# PM1340GT cross feed dial increments



## Lonnie (Nov 19, 2018)

I've had my lathe for a couple years now and have always had a DRO on it and never paid much attention to the dial increments. Today my DRO was acting up and I had to revert to using the dial markings. Well, the cross feed dial increments don't make any sense to me. I've uploaded a picture of the dial so you can (hopefully) see what I mean. 
 If I take the backlash out and move the dial in 1 small line, it moves less than 0.001".  I put a dial indicator on and tried to make sense of how much it moves but for the life of me can't see any sort of correlation with the amount the dial is turned. 
 If I turn the dial to the 5th small line the dial indicator moves +/- 0.003". If I turn it into the 1, it moves 0.006" and to the 2 it moves 0.012". On the number 3 it moves 0.019" Basically, every 10 small notches moves the slide in 0.006" - 0.007". If I make 1 complete rotation of the dial, 0 back to 0, it moves the dial indicator 0.100". There are 156 small lines (157 to get back to 0) on the dial in total. If you do the math, every small line moves the slide 0.0006369".
 I contacted PM and they are telling me this should be the correct dial for my lathe.  I think this dial is not correct for my lathe but I've been wrong before.
 Does any one else have or had any issues with their cross slide dials? I thought I had read on here someplace that someone did have the wrong dial on theirs but can't seem to find the thread/post. If you did have an issue, what dial did you replace it with so I can do the same. My DRO is working properly again but if I ever had to revert to using the dial indicator again, I'd like to have it working properly.
Thanks


----------



## davidpbest (Nov 19, 2018)

I had the exact same issue with my 1340. The factory installed the wrong dials.  Matt has them send me replacement, and I received an entire new lead screw assembly.  PM me if you want more into.


----------



## 7milesup (Nov 19, 2018)

Very interesting.  I can't provide any help but I am now wondering about my 1022 lathe.


----------



## Lonnie (Nov 19, 2018)

Thanks David. I knew I had read where someone else had an issue but couldn't quite remember. And, if I remember correctly, I got my lathe at roughly the same time you got yours so it would make sense that we both had the wrong dials.

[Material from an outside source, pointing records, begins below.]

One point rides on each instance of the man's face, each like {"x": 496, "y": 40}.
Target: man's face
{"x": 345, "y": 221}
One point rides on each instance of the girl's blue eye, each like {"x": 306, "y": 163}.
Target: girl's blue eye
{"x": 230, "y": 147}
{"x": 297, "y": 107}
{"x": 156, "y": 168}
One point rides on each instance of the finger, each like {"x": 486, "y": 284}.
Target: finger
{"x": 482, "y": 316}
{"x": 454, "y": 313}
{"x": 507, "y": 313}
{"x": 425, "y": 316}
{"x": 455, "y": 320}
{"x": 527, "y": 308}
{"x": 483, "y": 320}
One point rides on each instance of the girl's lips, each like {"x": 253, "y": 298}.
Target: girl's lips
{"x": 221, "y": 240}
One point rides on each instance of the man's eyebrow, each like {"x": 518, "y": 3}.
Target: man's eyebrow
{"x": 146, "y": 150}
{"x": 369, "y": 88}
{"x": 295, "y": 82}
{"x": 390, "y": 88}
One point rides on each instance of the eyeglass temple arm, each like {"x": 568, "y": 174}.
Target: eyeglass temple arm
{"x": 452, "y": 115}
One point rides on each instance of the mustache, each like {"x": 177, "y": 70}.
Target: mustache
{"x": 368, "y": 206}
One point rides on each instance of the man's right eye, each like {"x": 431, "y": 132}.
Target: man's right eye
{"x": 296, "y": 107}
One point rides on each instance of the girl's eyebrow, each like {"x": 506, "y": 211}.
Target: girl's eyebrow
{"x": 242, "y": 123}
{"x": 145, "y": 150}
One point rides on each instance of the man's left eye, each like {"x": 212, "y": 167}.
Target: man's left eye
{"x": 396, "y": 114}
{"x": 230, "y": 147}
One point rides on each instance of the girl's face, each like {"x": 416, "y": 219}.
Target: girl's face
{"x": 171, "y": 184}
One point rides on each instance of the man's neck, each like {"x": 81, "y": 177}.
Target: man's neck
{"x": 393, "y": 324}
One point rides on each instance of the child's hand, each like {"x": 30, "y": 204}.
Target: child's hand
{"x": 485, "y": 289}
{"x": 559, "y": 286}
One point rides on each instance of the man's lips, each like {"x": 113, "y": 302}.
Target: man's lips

I just finished with a few emails with PM and they have determined that I do indeed have the wrong dial on my lathe. They are shipping me the correct dial for the lathe. Can't say enough good about the customer support from Precision Mathews! This is the reason all my machining equipment has come from them.


----------



## 7milesup (Nov 19, 2018)

Lonnie said:


> Can't say enough good about the customer support from Precision Mathews! This is the reason all my machining equipment has come from them.



^^Got that right!!^^


----------



## Rich V (Nov 20, 2018)

Lonnie said:


> Thanks David. I knew I had read where someone else had an issue but couldn't quite remember. And, if I remember correctly, I got my lathe at roughly the same time you got yours so it would make sense that we both had the wrong dials.
> 
> I just finished with a few emails with PM and they have determined that I do indeed have the wrong dial on my lathe. They are shipping me the correct dial for the lathe. Can't say enough good about the customer support from Precision Mathews! This is the reason all my machining equipment has come from them.


Did you confirm that your lead screw is not metric? I'm guessing that the "wrong" dial is for metric lead screws.


----------



## DiscoDan (Nov 20, 2018)

Odd


----------



## Lonnie (Nov 20, 2018)

Rich V said:


> Did you confirm that your lead screw is not metric? I'm guessing that the "wrong" dial is for metric lead screws.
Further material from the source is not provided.